Season Two, Episode Seven

By Courtesy of George Kraychyk
By Grace Z. Li, Crimson Staff Writer

“After” opens similarly to “The Handmaid’s Tale” Season Two premiere, with another prolonged, overly-dramatic scene set to a tonally unfitting song. This time, the episode starts with the funeral for the handmaids lost in the last episode’s bombing. Iris Dement’s “My Life” plays rather maudlinly in the background. It’s difficult to feel true sympathy for the deaths of largely unnamed characters, especially when the scene is so blatantly trying to wring it out of us for a good three minutes.

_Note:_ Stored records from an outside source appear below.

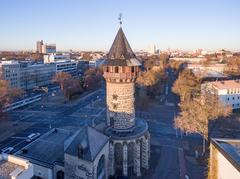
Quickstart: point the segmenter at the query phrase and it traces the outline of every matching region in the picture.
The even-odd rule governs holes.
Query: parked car
[[[29,136],[27,136],[26,141],[32,142],[34,139],[38,138],[40,136],[40,133],[32,133]]]
[[[5,153],[5,154],[11,154],[13,152],[13,150],[14,150],[13,147],[5,147],[1,151],[2,151],[2,153]]]

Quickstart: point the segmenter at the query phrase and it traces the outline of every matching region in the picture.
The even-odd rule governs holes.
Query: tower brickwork
[[[120,27],[104,64],[107,129],[110,137],[109,173],[141,176],[148,169],[150,134],[144,120],[135,118],[135,81],[141,63]],[[132,170],[132,171],[130,171]]]

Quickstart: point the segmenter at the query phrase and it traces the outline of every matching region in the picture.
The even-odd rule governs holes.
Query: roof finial
[[[118,20],[119,20],[119,24],[121,27],[122,26],[122,13],[119,14]]]

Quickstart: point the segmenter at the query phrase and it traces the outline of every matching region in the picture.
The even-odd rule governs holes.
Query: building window
[[[134,73],[134,67],[131,67],[131,72]]]
[[[105,178],[105,157],[104,155],[101,156],[100,160],[98,161],[97,166],[97,179]]]

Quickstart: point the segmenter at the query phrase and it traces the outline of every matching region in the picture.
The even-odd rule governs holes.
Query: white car
[[[38,138],[40,136],[40,133],[32,133],[29,136],[27,136],[26,141],[32,142],[34,139]]]
[[[5,153],[5,154],[11,154],[11,152],[14,150],[13,147],[6,147],[6,148],[3,148],[2,149],[2,153]]]

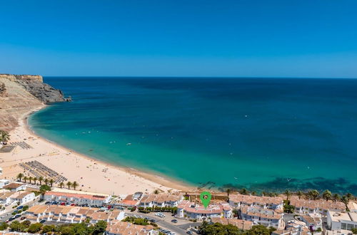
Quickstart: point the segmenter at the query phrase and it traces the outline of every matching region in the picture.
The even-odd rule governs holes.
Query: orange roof
[[[46,192],[45,193],[45,195],[46,196],[57,196],[57,197],[84,198],[84,199],[92,199],[92,200],[105,200],[106,199],[105,196],[74,194],[74,193],[52,192],[52,191]]]

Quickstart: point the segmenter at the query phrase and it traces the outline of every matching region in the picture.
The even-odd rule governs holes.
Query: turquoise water
[[[196,186],[357,194],[357,80],[44,80],[74,101],[31,126],[95,158]]]

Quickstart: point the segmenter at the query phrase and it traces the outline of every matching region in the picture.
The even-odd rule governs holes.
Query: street
[[[176,234],[186,234],[186,231],[188,230],[185,229],[184,228],[188,228],[189,226],[187,224],[201,224],[201,223],[191,223],[189,221],[187,221],[186,219],[177,219],[174,216],[171,216],[171,213],[164,213],[165,214],[165,217],[164,218],[160,218],[159,216],[156,216],[154,214],[154,212],[151,212],[150,214],[144,214],[144,213],[140,213],[140,212],[126,212],[128,216],[133,216],[133,215],[136,215],[137,216],[142,216],[144,218],[148,217],[150,219],[155,219],[157,221],[156,224],[161,228],[170,230],[172,232],[176,233]],[[171,221],[174,219],[176,219],[178,221],[178,224],[174,224],[171,222]],[[187,223],[183,223],[183,221],[186,221]],[[180,223],[181,222],[181,223]],[[195,226],[197,226],[196,224]]]

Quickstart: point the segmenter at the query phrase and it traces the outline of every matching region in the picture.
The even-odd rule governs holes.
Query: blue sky
[[[356,0],[0,0],[0,73],[357,78],[356,9]]]

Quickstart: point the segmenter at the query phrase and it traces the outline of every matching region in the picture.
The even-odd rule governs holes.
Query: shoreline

It’s frustrating because “The Handmaid’s Tale” is better than such shallow tactics, and yet, “After” continuously falls into these traps of easy sentimentality. Take the new bad guy, for example: Commander Cushing (Greg Bryk), who is every bit as slimy, vexing, and power-hungry as he can be. It’s almost too easy to hate him, maybe because that’s exactly what he was designed for. Cushing is no more than a plot device, and he’s quickly disposed of by Serena Joy’s (Yvonne Strahovski) own clever tactics. Though the purpose is worthy—demonstrating the incredible power Serena Joy has as the temporary head of the household—his character’s execution, figuratively speaking, is too hasty and too transparently trivial for the real dramatic gravitas that Serena Joy’s character deserves. It’s satisfying to see the Waterford household (minus Commander Waterford himself) gaze victoriously from their elevated view in the home—the camera angle panning upwards to emphasize this very aspect—but there could have been and should have been a more developed struggle to get there.

The pacing is definitely off in this episode, and not just in Cushing’s storyline. “After” visits Moira (Samira Wiley) in Little America again, this time to delve into her own process of recovery. She hunts for mentions of her fiancée, Odette (Rebecca Rittenhouse), in a binder filled with photos of the dead, those who never made it out of Gilead. All throughout, the episode dips in and out of the past, revealing a mountain of previously unknown information about Moira’s past: Moira was a surrogate mother, Moira had a baby, Moira struggled with feeling unattached to her child, Moira met the love of her life. All of this is packed into a small subplot of a single episode, making the new information hardly convincing and a somewhat superficial attempt to complicate an already complicated character. The pacing hardly does service to Moira, who acts more as a vessel for the show’s drama fantasies than the wonderfully complex character she was before “After.”

“After” struggles. It’s definitely entertaining, especially considering the premise that the last few minutes set up: Serena Joy starts taking over her husband’s duties, and breaks the law to write, enlisting June as her editor in the process. But the ending can’t save the haphazard messes “After” tries to string together. A lot happens—too much, in fact, making the episode more chaotically disappointing than artful.